# Set the seed for reproducibility
set.seed(42)
# Define the sample size
n <- 10000
# Create predictor variables
X1 <- rnorm(n)
X2 <- X1 + rnorm(n, sd = 0.5)
X3 <- -2 * X1 + X2 + rnorm(n, sd = 0.5)
# Create outcome variable
Y <- 3 * X1 + 2 * X3 + rnorm(n, sd = 1)
# Model 1: Y ~ X1
model1 <- lm(Y ~ X1)
cat("--- Model 1: Y ~ X1 ---\n")
## --- Model 1: Y ~ X1 ---
summary(model1)
##
## Call:
## lm(formula = Y ~ X1)
##
## Residuals:
## Min 1Q Median 3Q Max
## -7.4359 -1.1885 0.0037 1.1792 6.0775
##
## Coefficients:
## Estimate Std. Error t value Pr(>|t|)
## (Intercept) 0.006848 0.017520 0.391 0.696
## X1 0.994802 0.017413 57.130 <2e-16 ***
## ---
## Signif. codes: 0 '***' 0.001 '**' 0.01 '*' 0.05 '.' 0.1 ' ' 1
##
## Residual standard error: 1.752 on 9998 degrees of freedom
## Multiple R-squared: 0.2461, Adjusted R-squared: 0.246
## F-statistic: 3264 on 1 and 9998 DF, p-value: < 2.2e-16
# Model 2: Y ~ X1 + X2
model2 <- lm(Y ~ X1 + X2)
cat("--- Model 2: Y ~ X1 + X2 ---\n")
## --- Model 2: Y ~ X1 + X2 ---
summary(model2)
##
## Call:
## lm(formula = Y ~ X1 + X2)
##
## Residuals:
## Min 1Q Median 3Q Max
## -5.5865 -0.9641 -0.0003 0.9678 5.6430
##
## Coefficients:
## Estimate Std. Error t value Pr(>|t|)
## (Intercept) 0.006103 0.014242 0.429 0.668
## X1 -1.022905 0.031520 -32.452 <2e-16 ***
## X2 2.025091 0.028266 71.643 <2e-16 ***
## ---
## Signif. codes: 0 '***' 0.001 '**' 0.01 '*' 0.05 '.' 0.1 ' ' 1
##
## Residual standard error: 1.424 on 9997 degrees of freedom
## Multiple R-squared: 0.5019, Adjusted R-squared: 0.5018
## F-statistic: 5036 on 2 and 9997 DF, p-value: < 2.2e-16
# Model 3: Y ~ X1 + X2 + X3
model3 <- lm(Y ~ X1 + X2 + X3)
cat("--- Model 3: Y ~ X1 + X2 + X3 ---\n")
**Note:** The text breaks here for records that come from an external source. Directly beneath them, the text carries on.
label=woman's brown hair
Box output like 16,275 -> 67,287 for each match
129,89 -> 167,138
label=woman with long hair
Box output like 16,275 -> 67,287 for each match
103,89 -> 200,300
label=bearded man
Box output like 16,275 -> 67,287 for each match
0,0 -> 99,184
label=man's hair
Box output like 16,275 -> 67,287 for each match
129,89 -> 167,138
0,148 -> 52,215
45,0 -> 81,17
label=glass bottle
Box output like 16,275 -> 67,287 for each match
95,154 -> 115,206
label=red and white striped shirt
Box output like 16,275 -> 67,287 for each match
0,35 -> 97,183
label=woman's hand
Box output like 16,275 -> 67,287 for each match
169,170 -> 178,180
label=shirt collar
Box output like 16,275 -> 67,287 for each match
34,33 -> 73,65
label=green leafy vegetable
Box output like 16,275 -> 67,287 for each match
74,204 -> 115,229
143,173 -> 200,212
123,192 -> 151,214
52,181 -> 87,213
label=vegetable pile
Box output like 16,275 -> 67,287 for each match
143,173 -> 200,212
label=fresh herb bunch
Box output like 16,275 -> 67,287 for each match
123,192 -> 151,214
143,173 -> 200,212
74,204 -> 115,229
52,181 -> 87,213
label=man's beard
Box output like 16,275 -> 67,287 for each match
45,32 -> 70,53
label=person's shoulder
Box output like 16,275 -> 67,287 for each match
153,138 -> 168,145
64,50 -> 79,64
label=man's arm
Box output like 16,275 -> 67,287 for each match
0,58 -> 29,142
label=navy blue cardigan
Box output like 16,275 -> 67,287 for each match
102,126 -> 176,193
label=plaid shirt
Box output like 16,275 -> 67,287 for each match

## --- Model 3: Y ~ X1 + X2 + X3 ---
summary(model3)
##
## Call:
## lm(formula = Y ~ X1 + X2 + X3)
##
## Residuals:
## Min 1Q Median 3Q Max
## -3.6517 -0.6830 0.0128 0.6771 3.8700
##
## Coefficients:
## Estimate Std. Error t value Pr(>|t|)
## (Intercept) -0.001927 0.010089 -0.191 0.849
## X1 2.962148 0.045803 64.672 <2e-16 ***
## X2 0.021449 0.028376 0.756 0.450
## X3 1.982808 0.019899 99.644 <2e-16 ***
## ---
## Signif. codes: 0 '***' 0.001 '**' 0.01 '*' 0.05 '.' 0.1 ' ' 1
##
## Residual standard error: 1.009 on 9996 degrees of freedom
## Multiple R-squared: 0.7501, Adjusted R-squared: 0.75
## F-statistic: 1e+04 on 3 and 9996 DF, p-value: < 2.2e-16
The example shows omitted variable bias (OVB) caused by confounding. The coefficient of X₁ changes significantly (from +0.953 to −1.091 to +3.121), as simpler models capture the effects of omitted variables X₂ and X₃, which are correlated with both X₁ and Y. OVB occurs when relevant variables influencing Y and correlated with predictors are omitted. When X₂ and X₃ are included, the regression estimates the effect of each predictor on Y, holding others constant, which removes bias and stabilizes X₁’s coefficient. This explains the sign changes and more accurate partial effect.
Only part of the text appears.